There are a great many rules and regulations addressing the protection of the coastal areas. The coast conservation act of No 59 of 1981 is very important and should be enforced fully to prevent all tourism projects which are a hindrance to the livelihoods of small-scale fisher people around the country. At the same time, plans prepared by the post-tsunami development program for the establishment of fifteen tourism zones around the country should be halted. There were plans prepared for coastal zone development and conservation in 2004 and the guidelines set out then should be followed in all future policy making.
The government of Sri Lanka should endorse acts and policies which will ensure the customary rights and preferential access to resources of the coastal communities. In such policies, it should be clearly mentioned that the right to land is a basic right of the people they govern, and that they too have a right to sustain themselves for future generations.

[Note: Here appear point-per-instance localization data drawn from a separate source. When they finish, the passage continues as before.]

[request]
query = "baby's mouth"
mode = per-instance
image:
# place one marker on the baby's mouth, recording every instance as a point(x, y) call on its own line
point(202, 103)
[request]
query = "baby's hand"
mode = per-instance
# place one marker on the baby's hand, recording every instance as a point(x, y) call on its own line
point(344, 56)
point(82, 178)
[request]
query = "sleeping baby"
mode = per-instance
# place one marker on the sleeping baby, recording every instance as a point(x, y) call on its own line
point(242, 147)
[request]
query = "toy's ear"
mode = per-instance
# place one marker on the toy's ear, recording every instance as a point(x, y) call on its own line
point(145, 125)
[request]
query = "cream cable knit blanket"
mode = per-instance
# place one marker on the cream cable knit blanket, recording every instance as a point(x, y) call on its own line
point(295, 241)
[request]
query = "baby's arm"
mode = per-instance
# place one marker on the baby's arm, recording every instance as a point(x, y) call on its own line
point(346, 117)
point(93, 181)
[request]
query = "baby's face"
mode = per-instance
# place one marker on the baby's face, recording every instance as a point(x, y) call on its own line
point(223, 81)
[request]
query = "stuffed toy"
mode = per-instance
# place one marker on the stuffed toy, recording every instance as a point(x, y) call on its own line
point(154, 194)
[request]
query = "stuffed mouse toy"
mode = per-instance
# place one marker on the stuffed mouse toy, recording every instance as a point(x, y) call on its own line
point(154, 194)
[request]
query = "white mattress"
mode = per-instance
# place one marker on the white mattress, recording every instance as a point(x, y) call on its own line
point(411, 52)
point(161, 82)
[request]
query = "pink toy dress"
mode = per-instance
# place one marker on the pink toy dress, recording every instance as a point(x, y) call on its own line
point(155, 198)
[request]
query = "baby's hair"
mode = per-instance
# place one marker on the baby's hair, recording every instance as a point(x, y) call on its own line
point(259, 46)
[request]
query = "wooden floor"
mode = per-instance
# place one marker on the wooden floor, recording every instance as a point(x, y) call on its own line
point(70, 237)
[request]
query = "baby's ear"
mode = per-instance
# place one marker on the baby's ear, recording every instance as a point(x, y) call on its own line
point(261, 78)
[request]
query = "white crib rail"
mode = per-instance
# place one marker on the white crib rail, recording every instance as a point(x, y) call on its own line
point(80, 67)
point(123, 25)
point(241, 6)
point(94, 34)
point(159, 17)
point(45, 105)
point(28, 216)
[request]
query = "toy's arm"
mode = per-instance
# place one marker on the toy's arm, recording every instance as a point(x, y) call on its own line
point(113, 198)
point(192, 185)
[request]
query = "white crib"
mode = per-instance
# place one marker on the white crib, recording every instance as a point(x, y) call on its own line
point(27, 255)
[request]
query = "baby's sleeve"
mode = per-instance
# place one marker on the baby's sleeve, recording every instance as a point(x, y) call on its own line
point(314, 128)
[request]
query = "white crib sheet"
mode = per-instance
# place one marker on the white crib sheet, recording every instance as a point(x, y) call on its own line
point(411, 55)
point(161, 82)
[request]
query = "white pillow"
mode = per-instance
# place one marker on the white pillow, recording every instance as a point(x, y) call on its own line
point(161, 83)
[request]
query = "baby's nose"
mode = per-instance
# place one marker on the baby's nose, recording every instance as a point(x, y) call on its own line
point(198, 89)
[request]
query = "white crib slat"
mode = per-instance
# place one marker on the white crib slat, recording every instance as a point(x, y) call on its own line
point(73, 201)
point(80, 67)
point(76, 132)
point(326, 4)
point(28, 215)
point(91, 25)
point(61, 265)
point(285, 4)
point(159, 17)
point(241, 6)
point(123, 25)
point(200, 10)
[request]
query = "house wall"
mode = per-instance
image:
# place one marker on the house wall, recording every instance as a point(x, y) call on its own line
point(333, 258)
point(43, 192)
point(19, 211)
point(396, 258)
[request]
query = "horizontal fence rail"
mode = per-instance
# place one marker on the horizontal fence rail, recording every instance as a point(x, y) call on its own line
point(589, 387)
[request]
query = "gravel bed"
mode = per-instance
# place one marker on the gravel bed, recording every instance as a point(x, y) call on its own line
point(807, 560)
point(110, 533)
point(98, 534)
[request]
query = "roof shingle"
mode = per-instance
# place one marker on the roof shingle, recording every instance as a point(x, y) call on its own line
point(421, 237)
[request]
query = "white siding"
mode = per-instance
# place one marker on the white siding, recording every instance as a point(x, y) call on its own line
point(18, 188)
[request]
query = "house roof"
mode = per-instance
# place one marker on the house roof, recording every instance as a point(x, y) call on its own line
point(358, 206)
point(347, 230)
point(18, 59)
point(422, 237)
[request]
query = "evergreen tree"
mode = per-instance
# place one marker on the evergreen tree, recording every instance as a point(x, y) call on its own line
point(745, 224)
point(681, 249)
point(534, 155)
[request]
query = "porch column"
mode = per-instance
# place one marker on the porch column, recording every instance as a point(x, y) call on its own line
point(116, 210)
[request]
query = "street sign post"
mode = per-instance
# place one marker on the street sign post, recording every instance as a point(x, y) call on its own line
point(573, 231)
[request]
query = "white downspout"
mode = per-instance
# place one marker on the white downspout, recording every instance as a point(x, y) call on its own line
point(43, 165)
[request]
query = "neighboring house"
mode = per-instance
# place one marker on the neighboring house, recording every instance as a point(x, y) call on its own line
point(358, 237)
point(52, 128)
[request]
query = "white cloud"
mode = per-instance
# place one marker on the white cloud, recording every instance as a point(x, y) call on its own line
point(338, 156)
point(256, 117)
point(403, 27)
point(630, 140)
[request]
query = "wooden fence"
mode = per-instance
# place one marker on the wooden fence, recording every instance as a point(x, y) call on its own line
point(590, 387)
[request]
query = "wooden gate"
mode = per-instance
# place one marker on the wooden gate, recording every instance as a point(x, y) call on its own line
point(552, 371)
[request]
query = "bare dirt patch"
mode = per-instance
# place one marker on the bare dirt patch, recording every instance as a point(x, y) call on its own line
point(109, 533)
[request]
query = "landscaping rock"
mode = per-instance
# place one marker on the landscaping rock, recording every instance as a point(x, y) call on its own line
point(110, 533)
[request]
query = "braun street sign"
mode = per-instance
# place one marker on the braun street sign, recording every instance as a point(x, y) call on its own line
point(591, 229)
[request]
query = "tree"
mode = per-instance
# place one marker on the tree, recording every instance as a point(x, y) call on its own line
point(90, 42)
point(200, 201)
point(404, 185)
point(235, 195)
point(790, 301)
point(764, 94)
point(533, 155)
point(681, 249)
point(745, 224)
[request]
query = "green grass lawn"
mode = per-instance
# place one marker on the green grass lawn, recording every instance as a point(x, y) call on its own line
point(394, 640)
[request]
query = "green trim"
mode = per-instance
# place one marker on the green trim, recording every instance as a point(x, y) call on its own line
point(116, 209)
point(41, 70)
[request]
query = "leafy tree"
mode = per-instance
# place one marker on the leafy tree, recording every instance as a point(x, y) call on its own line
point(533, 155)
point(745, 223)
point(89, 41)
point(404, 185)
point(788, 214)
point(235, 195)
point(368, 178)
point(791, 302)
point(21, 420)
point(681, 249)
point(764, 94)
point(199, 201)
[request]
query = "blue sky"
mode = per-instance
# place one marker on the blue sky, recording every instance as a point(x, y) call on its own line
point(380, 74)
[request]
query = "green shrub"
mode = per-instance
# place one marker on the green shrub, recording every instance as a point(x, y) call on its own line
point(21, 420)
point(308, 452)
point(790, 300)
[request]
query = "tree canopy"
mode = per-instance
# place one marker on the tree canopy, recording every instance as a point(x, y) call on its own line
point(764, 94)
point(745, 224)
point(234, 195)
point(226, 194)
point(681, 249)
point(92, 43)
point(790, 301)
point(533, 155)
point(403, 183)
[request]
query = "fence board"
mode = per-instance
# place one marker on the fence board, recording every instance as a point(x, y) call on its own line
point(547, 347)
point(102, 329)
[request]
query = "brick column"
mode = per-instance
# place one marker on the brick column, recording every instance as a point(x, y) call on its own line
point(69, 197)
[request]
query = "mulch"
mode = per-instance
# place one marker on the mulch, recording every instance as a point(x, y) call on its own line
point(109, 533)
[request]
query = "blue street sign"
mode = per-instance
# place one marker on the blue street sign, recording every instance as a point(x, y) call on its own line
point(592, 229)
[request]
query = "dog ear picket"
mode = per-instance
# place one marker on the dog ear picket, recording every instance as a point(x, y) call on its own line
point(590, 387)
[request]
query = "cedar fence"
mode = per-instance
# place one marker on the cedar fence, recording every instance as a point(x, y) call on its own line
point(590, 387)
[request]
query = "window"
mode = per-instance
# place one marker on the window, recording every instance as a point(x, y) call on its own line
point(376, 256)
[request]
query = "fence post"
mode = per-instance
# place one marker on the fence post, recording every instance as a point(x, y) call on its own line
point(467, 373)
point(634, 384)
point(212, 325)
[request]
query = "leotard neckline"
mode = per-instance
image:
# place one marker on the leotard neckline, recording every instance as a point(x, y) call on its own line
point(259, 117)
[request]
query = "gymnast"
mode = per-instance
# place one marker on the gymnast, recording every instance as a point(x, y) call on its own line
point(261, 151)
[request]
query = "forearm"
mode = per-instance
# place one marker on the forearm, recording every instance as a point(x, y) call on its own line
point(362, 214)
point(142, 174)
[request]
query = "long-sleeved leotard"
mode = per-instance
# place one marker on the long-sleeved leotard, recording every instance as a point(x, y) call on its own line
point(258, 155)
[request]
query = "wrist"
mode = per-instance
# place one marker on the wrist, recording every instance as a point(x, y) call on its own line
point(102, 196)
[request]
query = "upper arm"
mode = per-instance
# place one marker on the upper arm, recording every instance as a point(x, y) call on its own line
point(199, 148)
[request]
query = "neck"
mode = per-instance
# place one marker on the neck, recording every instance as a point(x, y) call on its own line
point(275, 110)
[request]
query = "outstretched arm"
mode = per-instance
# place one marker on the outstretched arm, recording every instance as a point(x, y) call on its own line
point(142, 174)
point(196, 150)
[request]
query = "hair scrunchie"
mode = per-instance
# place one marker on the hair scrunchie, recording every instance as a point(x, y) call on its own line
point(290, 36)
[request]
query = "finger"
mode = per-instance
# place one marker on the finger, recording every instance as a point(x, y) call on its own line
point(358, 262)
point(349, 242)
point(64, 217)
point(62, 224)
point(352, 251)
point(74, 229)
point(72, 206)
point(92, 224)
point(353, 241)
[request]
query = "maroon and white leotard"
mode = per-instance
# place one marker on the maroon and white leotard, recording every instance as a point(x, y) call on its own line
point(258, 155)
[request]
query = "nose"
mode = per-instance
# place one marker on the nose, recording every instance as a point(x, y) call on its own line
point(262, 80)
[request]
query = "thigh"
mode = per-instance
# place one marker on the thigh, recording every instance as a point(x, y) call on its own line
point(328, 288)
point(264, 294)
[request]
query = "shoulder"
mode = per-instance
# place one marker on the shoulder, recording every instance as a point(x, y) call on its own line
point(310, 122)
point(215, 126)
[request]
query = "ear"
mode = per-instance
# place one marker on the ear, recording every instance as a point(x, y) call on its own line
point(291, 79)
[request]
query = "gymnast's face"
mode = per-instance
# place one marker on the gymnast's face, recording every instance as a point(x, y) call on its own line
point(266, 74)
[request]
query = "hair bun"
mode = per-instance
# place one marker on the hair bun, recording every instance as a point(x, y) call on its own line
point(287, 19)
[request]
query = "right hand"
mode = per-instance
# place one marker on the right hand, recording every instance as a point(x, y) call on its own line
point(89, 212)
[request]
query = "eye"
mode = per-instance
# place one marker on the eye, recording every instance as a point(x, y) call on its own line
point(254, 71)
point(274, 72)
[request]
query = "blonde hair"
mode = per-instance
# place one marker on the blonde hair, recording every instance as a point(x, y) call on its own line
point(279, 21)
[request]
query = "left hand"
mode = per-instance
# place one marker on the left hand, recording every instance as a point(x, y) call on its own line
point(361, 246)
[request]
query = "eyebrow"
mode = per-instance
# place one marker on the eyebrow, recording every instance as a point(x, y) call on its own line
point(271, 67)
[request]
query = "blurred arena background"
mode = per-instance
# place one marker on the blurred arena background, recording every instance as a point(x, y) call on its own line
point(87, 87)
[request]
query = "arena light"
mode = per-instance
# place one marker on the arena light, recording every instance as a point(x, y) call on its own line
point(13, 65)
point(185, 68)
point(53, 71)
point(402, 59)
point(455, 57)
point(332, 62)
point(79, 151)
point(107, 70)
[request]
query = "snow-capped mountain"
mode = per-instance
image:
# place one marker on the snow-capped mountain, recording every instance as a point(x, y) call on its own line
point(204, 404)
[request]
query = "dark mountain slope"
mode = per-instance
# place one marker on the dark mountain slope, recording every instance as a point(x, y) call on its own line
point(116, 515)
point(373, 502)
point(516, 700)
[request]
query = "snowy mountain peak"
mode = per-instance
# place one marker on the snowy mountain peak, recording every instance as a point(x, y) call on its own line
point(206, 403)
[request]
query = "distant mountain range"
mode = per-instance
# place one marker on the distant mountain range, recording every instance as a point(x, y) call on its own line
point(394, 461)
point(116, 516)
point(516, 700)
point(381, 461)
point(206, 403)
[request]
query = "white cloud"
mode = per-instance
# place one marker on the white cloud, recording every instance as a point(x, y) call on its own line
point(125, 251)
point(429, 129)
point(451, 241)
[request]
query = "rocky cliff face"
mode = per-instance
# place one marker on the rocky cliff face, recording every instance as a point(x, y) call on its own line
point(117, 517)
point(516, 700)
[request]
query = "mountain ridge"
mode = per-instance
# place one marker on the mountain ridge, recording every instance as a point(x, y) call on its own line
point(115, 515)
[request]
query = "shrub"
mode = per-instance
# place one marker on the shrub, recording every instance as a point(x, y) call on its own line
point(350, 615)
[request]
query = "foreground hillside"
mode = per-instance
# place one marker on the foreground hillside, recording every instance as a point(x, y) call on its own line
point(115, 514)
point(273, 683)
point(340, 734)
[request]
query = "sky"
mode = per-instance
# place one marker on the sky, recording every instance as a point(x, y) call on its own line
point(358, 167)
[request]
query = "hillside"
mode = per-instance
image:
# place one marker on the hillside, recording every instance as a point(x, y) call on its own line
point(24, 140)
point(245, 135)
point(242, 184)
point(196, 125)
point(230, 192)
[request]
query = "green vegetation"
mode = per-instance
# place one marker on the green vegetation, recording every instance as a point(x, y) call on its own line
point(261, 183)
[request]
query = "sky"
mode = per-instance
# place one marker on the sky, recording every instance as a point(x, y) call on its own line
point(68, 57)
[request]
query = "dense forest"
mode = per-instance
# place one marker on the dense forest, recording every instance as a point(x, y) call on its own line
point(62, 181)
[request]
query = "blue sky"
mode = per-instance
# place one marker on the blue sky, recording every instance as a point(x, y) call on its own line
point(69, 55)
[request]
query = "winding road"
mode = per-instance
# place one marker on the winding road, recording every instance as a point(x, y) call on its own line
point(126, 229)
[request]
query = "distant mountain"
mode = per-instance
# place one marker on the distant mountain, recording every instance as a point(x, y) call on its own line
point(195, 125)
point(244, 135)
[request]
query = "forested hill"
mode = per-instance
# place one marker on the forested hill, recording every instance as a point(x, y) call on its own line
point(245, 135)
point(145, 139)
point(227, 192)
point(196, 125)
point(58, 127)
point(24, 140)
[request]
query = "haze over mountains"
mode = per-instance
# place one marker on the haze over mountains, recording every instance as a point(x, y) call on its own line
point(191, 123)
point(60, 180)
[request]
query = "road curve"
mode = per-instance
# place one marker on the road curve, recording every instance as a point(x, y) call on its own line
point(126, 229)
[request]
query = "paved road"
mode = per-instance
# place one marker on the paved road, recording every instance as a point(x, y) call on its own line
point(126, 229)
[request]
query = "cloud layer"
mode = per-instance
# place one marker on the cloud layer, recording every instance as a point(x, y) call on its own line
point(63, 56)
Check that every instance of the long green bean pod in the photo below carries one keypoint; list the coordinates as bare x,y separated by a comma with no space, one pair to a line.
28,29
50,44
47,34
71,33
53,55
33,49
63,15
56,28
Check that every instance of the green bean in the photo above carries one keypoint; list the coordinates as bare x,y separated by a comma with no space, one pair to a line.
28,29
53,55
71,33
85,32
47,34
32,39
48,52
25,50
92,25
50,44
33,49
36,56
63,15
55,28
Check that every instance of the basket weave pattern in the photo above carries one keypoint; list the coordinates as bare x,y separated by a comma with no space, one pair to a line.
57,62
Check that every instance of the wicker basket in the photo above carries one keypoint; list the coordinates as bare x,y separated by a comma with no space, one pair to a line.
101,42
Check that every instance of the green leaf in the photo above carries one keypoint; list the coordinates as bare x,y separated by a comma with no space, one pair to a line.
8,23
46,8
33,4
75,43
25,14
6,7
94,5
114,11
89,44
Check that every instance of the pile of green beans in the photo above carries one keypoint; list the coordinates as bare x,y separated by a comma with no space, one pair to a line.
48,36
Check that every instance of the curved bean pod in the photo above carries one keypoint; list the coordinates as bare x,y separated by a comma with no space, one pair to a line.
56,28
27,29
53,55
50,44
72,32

The right tone for a positive vision of the country’s future is heard in the hopes and aspirations of Dinesh Suranjan, a small-scale fisherman, social activist and trade union leader from Kalpitiya islands:
“My parents were living on this island, Uchchimune. And today, I am living there. We are collecting water from a spoon and we are safe living under a coconut tree after our daily fishing activities and other daily routines. So, we have very simple life. We do not have big dreams. But, we need not to be disturbed with our lives. My mother and I want to die in this land. My bones should be mixed with this soil and fertilise the land for future generations. I urge not to disturb our simple way of life through tourism.”
Dinesh echoes the concerns of most fishermen in the country, whether inhabiting coastal or inland water bodies. How do we make sure their voices are heard by those policy makers and bureaucrats who dream only of the financial prospects of Asia’s wonders?
This is a real challenge for the citizens of this country. It is not a conspiracy. It is not the act of traitors. There is real patriotism and dreams for Asia in Sri Lankan society today, but no media to expose common views and no effective civil society or dominant political party to support action on such sensitive issues.
How do we proceed to change this? This is the million dollar question ahead of us.